Итак, я остался один на пляже Эспигета, мать ничего об этом не знала. Близился полдень, глаза болели от яркого света, и мне хотелось поскорее умотать оттуда. Но пришлось набраться терпения. А потом там, за дюнами, в дрожании раскаленного воздуха я увидел Орелин. На ней было темное платье и синяя рыбацкая фуражка, которую она со смехом отняла у своего спутника. Вот уже несколько минут, как я заметил парочку и тайком наблюдал за ней, уткнувшись носом в песок. О! Будет о чем потом рассказать Зите, которая вообще-то ничему не удивляется, за что я зову ее мадмуазель Всезнайка. Сначала это была всего лишь игра в индейцев, выслеживающих бледнолицых. Но через несколько секунд открывшееся моим глазам зрелище приняло неожиданный характер. Орелин сняла платье, сбросила туфли, рыбацкую кепку и осталась совершенно обнаженной, какой она не рисовалась мне в самых смелых мечтах и какой я никогда ее больше не видел — даже в ту ночь, когда держал ее в своих объятиях пятнадцать лет спустя.

Мне нравится читать в романах фразы вроде: «мне никогда не забыть обстоятельств встречи с такой-то особой и тех последствий, которые она за собой повлекла», или: «подробности этой сцены никогда не сотрутся в моей памяти, проживи я еще хоть сто двадцать лет», и тому подобное.
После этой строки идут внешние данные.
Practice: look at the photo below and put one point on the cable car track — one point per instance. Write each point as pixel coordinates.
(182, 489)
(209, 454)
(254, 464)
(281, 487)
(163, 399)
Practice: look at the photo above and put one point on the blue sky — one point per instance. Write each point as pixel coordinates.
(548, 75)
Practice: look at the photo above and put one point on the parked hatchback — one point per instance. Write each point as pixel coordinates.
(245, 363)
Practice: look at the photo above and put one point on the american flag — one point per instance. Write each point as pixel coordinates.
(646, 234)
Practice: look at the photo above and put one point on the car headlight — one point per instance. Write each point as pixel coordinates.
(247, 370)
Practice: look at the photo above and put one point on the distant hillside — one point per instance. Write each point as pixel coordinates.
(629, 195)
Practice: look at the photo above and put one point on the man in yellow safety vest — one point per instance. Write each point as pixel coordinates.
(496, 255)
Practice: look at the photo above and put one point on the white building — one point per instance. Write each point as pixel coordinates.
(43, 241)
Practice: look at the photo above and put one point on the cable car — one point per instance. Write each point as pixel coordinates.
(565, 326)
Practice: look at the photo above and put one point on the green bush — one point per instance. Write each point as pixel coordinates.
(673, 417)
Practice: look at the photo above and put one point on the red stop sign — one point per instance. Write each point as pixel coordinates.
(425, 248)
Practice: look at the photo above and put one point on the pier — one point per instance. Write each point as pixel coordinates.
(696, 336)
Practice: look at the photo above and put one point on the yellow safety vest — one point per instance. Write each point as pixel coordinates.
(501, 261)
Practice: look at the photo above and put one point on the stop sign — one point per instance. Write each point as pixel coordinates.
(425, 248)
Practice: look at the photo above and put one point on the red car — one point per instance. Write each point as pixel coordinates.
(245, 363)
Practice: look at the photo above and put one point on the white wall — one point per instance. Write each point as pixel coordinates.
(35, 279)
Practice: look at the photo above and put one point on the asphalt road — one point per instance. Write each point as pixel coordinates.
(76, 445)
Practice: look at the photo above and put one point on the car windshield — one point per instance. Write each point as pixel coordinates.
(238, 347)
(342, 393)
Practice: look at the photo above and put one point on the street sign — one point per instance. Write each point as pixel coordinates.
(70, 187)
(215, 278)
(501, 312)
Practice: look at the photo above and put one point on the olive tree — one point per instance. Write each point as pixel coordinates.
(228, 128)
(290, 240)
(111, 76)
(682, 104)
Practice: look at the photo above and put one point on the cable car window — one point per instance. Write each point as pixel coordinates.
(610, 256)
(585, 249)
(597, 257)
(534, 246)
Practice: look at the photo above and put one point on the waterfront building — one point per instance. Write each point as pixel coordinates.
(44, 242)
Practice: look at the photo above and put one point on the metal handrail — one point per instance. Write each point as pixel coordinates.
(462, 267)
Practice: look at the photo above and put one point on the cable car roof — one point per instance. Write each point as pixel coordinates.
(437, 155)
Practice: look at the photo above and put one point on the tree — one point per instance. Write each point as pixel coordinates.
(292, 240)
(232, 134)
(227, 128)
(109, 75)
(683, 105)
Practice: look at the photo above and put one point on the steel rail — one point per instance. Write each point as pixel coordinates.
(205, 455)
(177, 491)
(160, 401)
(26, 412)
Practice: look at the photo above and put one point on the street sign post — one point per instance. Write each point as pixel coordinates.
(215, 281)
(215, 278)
Далее следует описание на тридцать страниц. Такие сильные заявления доказывают, что романисты принадлежат к особой породе сверхсуществ, в немыслимой степени развивших в себе способность воспроизводить очарование утраченного времени до мельчайших деталей. Спустя полвека они помнят, что во время прогулки в горах какое-нибудь облако приняло форму лодки, плывущей по пастбищу, или с закрытыми глазами могут по памяти описать расположение родинок на бедре своей возлюбленной.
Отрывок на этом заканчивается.